In another embodiment, the ruthenium etchant composition of the present invention may further comprise a hydroxide of quaternary alkyl ammonium to adjust the pH to 6 to 7.5. In particular, the hydroxide of quaternary alkylammonium dissociates in aqueous solution to produce hydroxideRoot ion (OH) - ) Therefore, the pH of the etching liquid composition can be adjusted together with periodic acid and ammonium ions.
In one or more embodiments, examples of the quaternary alkylammonium hydroxide may include tetramethylammonium hydroxide, tetraethylammonium hydroxide, tetrapropylammonium hydroxide, tetrabutylammonium hydroxide, tetrahexylammonium hydroxide, tetraoctylammonium hydroxide, benzyltrimethylammonium hydroxide, diethyldimethylammonium hydroxide, cetyltrimethylammonium hydroxide, and methyltributylammonium hydroxide, but are not limited thereto.

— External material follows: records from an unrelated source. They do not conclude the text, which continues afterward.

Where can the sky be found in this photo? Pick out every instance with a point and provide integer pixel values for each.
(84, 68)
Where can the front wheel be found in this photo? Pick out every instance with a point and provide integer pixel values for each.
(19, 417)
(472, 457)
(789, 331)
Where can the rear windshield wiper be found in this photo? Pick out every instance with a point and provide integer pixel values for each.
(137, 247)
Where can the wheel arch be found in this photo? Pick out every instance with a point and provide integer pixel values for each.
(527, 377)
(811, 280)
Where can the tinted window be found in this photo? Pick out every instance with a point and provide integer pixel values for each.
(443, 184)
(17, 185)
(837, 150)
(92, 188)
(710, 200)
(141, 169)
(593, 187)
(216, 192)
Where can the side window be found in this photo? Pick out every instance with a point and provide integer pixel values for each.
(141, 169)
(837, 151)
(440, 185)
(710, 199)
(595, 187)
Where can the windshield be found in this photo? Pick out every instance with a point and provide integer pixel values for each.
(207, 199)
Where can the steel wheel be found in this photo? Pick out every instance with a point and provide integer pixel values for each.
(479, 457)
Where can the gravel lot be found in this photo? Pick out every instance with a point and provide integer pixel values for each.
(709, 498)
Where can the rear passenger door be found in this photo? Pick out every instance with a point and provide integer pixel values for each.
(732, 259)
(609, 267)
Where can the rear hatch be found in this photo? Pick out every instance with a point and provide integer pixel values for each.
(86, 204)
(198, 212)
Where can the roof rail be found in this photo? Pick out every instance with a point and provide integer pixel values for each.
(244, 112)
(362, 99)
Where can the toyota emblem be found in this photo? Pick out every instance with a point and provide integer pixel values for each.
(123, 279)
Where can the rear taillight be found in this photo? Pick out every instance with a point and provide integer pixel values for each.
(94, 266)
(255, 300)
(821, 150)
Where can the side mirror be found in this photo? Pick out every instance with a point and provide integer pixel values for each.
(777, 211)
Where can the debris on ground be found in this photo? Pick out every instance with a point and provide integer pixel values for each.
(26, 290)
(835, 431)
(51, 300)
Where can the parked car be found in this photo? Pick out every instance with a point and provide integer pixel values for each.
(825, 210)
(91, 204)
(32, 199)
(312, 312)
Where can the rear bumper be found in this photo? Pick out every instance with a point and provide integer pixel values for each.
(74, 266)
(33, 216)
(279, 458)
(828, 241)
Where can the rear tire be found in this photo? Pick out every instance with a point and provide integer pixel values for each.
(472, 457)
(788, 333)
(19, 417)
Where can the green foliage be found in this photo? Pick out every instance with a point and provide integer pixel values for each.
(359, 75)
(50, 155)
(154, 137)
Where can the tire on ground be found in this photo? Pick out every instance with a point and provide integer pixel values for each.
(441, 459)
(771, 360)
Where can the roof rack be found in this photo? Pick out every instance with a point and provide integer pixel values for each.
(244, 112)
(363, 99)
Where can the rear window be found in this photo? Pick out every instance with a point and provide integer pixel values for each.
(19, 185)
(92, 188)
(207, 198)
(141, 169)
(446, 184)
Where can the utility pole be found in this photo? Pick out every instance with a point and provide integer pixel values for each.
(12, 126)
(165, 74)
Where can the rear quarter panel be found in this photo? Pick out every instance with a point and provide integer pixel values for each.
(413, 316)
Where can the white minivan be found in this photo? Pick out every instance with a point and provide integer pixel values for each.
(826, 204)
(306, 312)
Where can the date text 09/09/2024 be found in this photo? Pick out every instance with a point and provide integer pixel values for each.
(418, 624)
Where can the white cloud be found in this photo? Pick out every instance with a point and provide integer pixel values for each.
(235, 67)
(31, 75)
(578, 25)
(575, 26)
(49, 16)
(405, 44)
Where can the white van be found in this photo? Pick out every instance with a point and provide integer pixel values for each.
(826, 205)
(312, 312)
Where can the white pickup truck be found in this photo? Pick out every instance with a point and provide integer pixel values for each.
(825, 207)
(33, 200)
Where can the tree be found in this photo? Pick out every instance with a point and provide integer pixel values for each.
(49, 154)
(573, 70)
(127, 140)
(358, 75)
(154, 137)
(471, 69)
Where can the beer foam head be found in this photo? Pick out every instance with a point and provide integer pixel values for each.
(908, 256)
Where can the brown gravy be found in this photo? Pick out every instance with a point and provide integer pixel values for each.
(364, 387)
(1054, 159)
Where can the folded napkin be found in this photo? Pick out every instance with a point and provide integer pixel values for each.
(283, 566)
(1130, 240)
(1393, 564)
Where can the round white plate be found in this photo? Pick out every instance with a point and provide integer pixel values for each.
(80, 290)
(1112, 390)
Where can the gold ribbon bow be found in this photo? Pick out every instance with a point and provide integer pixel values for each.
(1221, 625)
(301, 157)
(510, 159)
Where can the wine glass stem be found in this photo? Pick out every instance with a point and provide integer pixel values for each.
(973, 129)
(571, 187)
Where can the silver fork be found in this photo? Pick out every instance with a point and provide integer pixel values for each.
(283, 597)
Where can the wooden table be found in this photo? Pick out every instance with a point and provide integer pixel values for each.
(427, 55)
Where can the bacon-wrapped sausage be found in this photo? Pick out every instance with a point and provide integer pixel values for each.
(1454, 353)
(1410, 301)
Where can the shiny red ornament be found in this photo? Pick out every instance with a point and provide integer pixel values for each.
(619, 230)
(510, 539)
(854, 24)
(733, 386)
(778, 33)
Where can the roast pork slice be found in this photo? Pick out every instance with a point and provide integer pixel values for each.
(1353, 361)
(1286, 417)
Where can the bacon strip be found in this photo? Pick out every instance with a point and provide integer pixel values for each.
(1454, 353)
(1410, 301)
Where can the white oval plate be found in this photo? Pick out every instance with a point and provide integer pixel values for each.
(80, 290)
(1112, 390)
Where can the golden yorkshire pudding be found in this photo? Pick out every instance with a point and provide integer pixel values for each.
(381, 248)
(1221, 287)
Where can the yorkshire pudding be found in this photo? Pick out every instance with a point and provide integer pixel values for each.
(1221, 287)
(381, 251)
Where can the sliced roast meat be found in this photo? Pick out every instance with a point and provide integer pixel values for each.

In addition, the hydroxide of quaternary alkylammonium can also interfere with the ammonium ion (NH) by utilizing the large steric hindrance of the alkyl group 4 + ) The electrical interaction with the surface anions of the ruthenium oxide film renders the ruthenium metal film corrosion resistant.
In one or more embodiments, the quaternary alkylammonium hydroxide may be present in an amount of 0.1 to 2 wt%, preferably 0.5 to 1 wt%, based on the total weight of the ruthenium etchant composition. When the content of the quaternary alkylammonium hydroxide is not within the above range, there is a possibility that the etching performance is lowered and the treatment time is increased.
The ruthenium etchant composition of the present invention may be in the form of an aqueous solution, and water is preferably deionized water for semiconductor processes, more preferably 18mΩ/cm or more.
In one or more embodiments, the water content may be the balance. The term "balance" as used in the present specification may refer to an amount such that the total weight of the composition further comprising the essential components of the present invention as well as other components is 100% by weight.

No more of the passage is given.